Attorneys: consider volunteering as a 2016 poll observer

If you can vote this year, please do vote.

But if you’re an attorney, please also consider volun­teering as a poll observer. These observers help make sure polling places are running the way they’re supposed to under state and federal law. More details.

On elec­tion weekend 2008, my wife & I trav­eled to Cincin­nati as poll observers for the Obama campaign. Despite what we hear about conspir­a­cies to rig the vote on elec­tion day—both Repub­li­cans and Democ­rats have advanced these theo­ries—there’s no evidence that this happens.

What does happen, however, is basic chaos. For instance, at our polling place, a state legis­lator running for the US House worked the line, encour­aging people to vote for him. This is illegal. When I asked him to stop, he brushed me off, saying “Ha ha, yes, I make the laws.” Wonderful.

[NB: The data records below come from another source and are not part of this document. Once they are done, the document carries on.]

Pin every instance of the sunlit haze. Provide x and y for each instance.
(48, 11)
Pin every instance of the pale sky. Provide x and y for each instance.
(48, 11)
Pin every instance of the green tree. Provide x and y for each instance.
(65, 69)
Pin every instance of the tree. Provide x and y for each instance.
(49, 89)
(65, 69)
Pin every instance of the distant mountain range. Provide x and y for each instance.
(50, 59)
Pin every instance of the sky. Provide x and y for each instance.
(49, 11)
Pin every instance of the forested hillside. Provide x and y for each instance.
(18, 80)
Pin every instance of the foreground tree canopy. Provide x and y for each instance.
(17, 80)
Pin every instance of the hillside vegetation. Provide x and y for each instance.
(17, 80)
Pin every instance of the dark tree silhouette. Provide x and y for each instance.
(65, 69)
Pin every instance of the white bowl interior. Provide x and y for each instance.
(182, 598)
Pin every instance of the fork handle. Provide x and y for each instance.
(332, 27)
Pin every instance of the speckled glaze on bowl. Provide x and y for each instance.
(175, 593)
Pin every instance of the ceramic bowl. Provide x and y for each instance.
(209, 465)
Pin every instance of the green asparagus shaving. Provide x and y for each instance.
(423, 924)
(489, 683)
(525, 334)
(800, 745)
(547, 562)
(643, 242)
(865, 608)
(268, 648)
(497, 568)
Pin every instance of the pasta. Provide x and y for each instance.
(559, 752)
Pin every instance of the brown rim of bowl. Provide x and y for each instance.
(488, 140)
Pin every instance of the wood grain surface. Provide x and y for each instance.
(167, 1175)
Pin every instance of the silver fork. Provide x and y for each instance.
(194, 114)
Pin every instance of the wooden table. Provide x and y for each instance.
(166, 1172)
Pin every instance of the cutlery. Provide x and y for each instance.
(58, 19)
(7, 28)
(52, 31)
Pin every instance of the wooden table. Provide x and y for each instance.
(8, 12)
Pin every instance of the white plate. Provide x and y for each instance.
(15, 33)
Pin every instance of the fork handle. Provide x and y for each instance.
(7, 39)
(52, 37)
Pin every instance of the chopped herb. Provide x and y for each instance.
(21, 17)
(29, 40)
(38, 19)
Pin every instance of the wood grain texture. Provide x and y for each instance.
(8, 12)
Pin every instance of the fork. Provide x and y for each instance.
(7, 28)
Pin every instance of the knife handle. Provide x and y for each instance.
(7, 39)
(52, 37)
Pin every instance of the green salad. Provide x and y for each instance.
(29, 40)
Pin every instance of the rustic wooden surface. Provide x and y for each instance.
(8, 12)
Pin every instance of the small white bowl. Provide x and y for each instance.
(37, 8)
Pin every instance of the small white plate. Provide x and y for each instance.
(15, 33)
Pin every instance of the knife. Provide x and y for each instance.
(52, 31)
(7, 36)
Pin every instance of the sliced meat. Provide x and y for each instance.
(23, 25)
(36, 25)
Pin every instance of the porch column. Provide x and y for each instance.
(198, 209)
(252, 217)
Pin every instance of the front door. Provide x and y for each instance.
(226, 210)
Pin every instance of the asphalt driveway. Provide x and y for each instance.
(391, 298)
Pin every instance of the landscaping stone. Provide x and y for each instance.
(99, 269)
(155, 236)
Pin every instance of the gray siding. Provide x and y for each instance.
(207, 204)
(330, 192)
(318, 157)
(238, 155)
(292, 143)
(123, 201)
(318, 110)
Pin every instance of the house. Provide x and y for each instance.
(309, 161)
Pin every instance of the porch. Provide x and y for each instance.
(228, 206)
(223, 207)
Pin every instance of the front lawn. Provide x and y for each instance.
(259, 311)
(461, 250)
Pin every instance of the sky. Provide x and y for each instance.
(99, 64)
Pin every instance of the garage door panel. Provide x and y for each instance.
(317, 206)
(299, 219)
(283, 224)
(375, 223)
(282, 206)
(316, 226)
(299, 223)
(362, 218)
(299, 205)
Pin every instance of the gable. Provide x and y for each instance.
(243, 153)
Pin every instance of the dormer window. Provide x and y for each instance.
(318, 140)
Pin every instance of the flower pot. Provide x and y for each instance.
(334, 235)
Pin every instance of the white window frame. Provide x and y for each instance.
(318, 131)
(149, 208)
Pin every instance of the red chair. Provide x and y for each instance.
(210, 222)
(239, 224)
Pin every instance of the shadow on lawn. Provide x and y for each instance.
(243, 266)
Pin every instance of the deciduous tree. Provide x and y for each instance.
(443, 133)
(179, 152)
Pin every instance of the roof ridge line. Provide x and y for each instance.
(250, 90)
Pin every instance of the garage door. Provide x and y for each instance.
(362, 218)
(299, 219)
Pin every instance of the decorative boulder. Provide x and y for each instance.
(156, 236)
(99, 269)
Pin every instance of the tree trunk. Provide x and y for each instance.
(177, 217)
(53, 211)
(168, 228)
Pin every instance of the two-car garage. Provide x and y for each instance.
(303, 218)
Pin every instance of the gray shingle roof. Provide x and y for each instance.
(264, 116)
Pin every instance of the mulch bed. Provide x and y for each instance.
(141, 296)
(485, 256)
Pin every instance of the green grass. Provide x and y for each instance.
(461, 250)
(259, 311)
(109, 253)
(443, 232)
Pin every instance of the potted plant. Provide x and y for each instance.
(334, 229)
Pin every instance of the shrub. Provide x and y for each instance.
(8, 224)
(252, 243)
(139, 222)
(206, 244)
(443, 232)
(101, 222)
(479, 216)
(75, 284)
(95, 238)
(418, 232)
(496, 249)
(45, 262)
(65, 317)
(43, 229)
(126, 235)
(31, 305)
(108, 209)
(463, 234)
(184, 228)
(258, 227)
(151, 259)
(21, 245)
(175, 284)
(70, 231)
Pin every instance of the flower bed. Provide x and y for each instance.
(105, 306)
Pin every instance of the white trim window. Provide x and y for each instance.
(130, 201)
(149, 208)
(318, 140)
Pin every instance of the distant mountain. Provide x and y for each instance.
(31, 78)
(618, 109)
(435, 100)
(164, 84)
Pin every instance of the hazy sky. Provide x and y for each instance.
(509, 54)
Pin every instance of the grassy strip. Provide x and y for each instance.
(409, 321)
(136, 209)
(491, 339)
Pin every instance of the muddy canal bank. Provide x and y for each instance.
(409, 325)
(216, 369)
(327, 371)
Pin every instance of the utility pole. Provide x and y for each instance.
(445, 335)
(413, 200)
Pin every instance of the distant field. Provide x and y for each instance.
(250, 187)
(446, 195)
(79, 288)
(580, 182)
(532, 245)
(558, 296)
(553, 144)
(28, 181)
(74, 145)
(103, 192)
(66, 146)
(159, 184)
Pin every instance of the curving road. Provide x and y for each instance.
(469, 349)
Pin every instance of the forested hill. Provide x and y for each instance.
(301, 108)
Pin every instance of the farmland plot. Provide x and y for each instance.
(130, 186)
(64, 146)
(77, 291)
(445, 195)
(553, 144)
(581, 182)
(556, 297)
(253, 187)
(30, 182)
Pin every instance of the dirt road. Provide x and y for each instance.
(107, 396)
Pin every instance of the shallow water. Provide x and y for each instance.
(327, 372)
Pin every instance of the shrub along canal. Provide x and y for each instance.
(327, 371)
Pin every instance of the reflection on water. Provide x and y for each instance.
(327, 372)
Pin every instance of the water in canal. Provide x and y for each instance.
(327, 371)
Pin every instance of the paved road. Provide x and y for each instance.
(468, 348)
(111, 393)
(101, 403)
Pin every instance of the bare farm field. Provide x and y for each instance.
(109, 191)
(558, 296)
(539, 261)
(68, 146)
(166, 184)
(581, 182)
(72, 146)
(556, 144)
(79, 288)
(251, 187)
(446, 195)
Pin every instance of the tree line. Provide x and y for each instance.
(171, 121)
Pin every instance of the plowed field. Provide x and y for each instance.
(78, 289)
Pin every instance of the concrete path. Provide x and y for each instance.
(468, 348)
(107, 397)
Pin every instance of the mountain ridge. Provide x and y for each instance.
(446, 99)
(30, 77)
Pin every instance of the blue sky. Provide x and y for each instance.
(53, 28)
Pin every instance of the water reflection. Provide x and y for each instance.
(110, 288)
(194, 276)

As we discov­ered, polling places can have strange local rules with dire conse­quences. At ours, there were six tables repre­senting parts of the neigh­bor­hood. To vote, you had to go to the right table based on your home address. If you went to the wrong table, your vote liter­ally would not count. Of course, many people were being sent to the wrong table. And that’s all it took to make votes disap­pear.

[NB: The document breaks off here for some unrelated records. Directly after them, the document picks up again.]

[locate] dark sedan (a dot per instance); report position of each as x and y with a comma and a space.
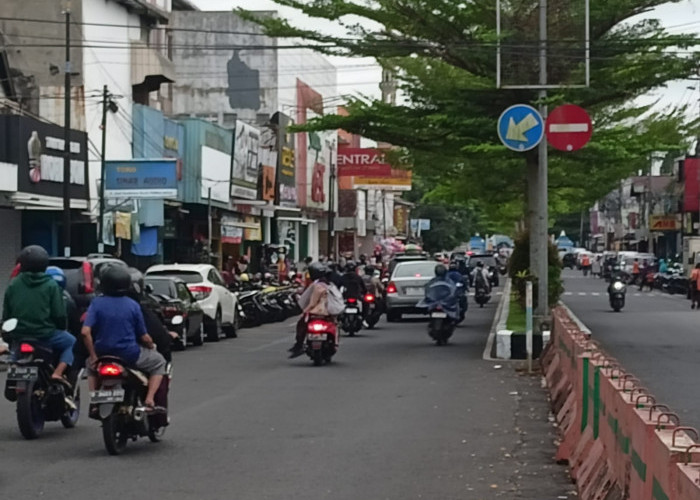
177, 300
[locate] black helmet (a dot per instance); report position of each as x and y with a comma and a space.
115, 281
440, 271
317, 271
33, 259
136, 287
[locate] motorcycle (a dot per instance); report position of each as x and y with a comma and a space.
442, 303
119, 398
321, 340
481, 295
351, 319
373, 310
39, 397
616, 293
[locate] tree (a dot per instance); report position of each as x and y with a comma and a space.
443, 53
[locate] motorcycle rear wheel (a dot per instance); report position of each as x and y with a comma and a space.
114, 434
30, 419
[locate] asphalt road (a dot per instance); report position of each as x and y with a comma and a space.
394, 417
656, 337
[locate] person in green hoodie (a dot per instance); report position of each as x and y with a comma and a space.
35, 300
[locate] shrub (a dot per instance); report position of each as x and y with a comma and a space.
519, 271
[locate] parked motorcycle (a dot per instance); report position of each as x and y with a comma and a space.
321, 340
373, 309
616, 293
120, 396
39, 397
351, 319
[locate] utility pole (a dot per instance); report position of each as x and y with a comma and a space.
539, 237
66, 138
105, 98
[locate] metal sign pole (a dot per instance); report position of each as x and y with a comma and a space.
528, 323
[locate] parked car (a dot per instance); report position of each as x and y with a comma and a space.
83, 275
406, 288
176, 300
209, 290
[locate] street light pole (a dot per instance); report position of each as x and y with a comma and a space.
66, 138
105, 97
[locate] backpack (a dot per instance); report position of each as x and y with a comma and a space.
334, 300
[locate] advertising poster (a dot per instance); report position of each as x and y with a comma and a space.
246, 162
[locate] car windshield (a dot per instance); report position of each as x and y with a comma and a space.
423, 269
161, 287
186, 276
488, 260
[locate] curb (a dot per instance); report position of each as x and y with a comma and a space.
499, 323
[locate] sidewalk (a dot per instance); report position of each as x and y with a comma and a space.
526, 469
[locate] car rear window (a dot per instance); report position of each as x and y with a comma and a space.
161, 287
186, 276
425, 269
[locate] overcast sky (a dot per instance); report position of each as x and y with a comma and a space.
360, 76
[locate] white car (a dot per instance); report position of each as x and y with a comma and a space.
209, 290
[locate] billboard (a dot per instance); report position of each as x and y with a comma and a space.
367, 162
246, 162
145, 179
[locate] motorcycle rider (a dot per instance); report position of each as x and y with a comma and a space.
36, 301
314, 303
480, 277
118, 325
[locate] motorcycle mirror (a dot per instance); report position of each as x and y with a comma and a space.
10, 325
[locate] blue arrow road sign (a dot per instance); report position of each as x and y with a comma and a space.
521, 128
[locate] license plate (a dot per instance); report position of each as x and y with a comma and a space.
103, 396
23, 373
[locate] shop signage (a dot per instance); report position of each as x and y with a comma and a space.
664, 223
37, 149
366, 162
142, 179
246, 162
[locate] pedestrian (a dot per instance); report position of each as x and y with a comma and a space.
694, 282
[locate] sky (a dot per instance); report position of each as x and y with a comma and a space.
361, 76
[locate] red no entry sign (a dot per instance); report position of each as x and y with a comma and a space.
568, 128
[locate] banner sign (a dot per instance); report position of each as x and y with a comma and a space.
664, 223
366, 162
143, 179
246, 162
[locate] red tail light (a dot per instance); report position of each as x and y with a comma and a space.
88, 278
110, 370
200, 292
319, 326
26, 348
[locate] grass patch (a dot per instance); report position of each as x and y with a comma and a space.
516, 317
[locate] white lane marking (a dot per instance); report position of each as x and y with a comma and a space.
564, 128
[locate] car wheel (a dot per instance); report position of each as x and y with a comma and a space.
198, 339
214, 329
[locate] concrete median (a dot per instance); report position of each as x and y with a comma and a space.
620, 443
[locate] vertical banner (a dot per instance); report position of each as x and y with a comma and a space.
246, 162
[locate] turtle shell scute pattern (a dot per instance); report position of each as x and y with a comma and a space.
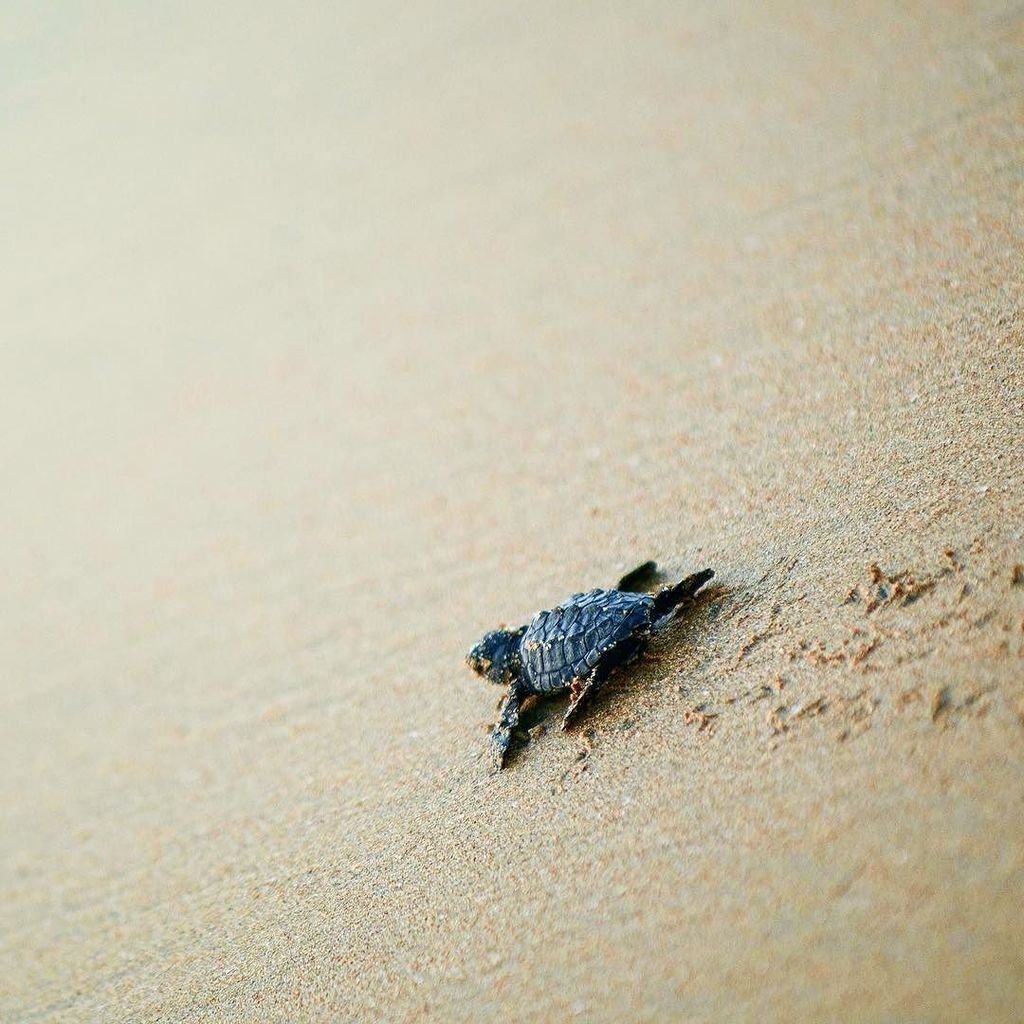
565, 643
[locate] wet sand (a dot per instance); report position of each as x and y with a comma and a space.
333, 338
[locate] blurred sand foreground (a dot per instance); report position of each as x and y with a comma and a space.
335, 336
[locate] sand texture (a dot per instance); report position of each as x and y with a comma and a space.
337, 334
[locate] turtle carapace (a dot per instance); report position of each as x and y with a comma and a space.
576, 646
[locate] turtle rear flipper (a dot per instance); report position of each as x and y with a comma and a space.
669, 599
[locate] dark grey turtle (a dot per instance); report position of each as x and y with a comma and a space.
576, 646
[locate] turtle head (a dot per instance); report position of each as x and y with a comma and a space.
497, 656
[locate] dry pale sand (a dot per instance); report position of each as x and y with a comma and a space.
335, 335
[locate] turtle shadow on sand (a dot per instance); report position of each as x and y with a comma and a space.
576, 647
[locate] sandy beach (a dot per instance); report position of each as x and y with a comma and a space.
334, 337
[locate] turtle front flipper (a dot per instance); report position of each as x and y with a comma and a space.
501, 735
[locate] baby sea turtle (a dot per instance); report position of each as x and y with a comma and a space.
576, 646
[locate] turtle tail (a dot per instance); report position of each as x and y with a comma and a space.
668, 600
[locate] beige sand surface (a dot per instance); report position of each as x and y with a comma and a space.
332, 336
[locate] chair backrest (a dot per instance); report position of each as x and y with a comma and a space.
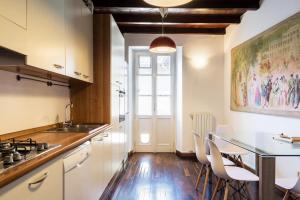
223, 129
217, 164
296, 188
200, 149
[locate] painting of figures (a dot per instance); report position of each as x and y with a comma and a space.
265, 71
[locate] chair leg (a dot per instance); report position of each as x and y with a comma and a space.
216, 189
205, 182
287, 195
226, 190
199, 177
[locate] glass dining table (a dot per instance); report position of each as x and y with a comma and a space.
266, 148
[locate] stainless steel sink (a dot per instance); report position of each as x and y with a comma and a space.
78, 128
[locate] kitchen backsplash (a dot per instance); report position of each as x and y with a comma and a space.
27, 104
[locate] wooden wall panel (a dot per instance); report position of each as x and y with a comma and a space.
92, 101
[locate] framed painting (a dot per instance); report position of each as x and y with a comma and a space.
265, 71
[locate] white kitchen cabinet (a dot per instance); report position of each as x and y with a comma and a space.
50, 186
98, 162
13, 25
73, 38
79, 40
45, 35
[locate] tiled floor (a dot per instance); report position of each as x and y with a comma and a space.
162, 176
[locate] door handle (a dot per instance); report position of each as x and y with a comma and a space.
79, 164
77, 73
99, 140
58, 66
39, 180
106, 135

Based on our expe­ri­ence that day, I formu­lated my own rule of thumb: a suffi­ciently long chain of incom­pe­tence—and there’s always an inex­haustible supply of that—is indis­tin­guish­able from conspiracy.

Poll observers can alle­viate the incom­pe­tence. It’s a great expe­ri­ence. It really can make a differ­ence. This year, the Clinton campaign is sending us to Las Vegas, Nevada, which is conse­quen­tial for both the pres­i­dency and the US Senate.